NBA study shows persistent positive cases do not transmit COVID-19 after recovery
A cohort study of the closed-campus National Basketball Association occupational health program found that people who recovered clinically from COVID-19 but continued to test positive did not transmit SARS-CoV-2 to others in close proximity.
“The findings support the CDC’s time-based recommendation, noting that emerging variants will drive further research here,” Christina D. Mack, PhD, MSPH, vice president of epidemiology and clinical evidence at IQVIA, a health information technology and clinical research firm, told Healio Primary Care.

Mack and colleagues conducted a retrospective cohort study using data collected between June 11, 2020, and Oct. 19, 2020, from the NBA closed-campus occupational health program in Orlando, Florida. The program required 3,648 players, staff and vendors to undergo daily RT-PCR testing and ad hoc serological testing for SARS-CoV-2 antibodies. The study’s main outcome measure was SARS-CoV-2 transmission after interaction with an individual who clinically recovered from COVID-19 but had at least one postinfection positive RT-PCR result. The researchers monitored cases for a mean 51 days, up to 100 days.
Among the study population, 36 participants were persistent positive cases (67% aged younger than 30 years; 94% men). The researchers reported that antibodies were found in 33 participants who remained asymptomatic after the postinfection positive RT-PCR result.
The persistent positive RT-PCR test results “typically” had cycle threshold values above the Roche cobas SARS-CoV-2 limit of detection, according to the researchers.
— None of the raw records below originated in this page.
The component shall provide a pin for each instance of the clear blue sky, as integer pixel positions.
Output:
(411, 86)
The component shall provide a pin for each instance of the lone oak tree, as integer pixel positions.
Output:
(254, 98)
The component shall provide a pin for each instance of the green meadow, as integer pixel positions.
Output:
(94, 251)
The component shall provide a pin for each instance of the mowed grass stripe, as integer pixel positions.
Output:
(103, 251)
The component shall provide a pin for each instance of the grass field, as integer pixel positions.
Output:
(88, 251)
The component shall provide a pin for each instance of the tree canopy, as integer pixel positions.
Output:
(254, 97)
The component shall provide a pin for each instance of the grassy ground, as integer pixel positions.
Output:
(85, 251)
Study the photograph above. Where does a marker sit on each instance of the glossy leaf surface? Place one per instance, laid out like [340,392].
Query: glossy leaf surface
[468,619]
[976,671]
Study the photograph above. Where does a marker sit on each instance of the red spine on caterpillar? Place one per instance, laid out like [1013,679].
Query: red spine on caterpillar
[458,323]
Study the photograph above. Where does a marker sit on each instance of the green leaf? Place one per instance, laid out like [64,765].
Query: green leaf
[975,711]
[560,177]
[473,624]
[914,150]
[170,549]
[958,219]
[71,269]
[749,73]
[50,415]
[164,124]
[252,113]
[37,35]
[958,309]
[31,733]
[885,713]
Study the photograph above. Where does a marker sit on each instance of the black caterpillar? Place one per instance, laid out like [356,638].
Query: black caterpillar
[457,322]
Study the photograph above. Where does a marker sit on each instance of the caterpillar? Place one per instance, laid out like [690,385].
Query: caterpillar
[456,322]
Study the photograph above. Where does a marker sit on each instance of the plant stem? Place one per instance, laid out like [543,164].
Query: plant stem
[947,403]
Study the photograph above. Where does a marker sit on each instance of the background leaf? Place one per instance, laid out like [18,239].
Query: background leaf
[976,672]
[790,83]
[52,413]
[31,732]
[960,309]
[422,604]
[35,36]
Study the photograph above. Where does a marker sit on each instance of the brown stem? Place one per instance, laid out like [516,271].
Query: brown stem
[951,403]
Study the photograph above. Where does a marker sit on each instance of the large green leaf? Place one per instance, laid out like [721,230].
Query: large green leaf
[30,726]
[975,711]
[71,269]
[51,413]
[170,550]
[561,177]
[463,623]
There were no transmission events or secondary infections of SARS-CoV-2 detected during the study, they wrote.

“Our study suggests that individuals who continue to test positive by RT-PCR for SARS-CoV-2 after meeting CDC criteria for discontinuation of isolation were not infectious to others during regular unmasked exposures,” Mack and colleagues wrote.
In a related editorial, James W. Salazar, MD, MAS, a resident physician at the University of California, San Francisco, and editorial fellow at JAMA Internal Medicine, and Mitchell H. Katz, MD, president and CEO of NYC Health + Hospitals and deputy editor of JAMA Internal Medicine, said the study offers “convincing evidence that a symptom-based strategy for discontinuation of precautions is the right approach,” but the implications for the general public are limited.
“In many ways, the NBA bubble season, with a fixed population of players and supportive personnel who participated in daily testing and many who were exposed regularly to high-risk, indoor, unmasked, close-contact activities, was an ideal experiment to test the transmissibility of persistently positive individuals,” they wrote. “However, this was a group of predominantly young, healthy individuals, and none of the persistently positive individuals in this study required hospitalization. As such, these results should not be generalized to those who are immunocompromised or those with severe COVID-19 infections.”
References:
- Mack CD, et al. JAMA Intern Med. 2021;doi:10.1001/jamainternmed.2021.2114.
- Salazar JW & Katz MH. JAMA Intern Med. 2021;doi:10.1001/jamainternmed.2021.2121.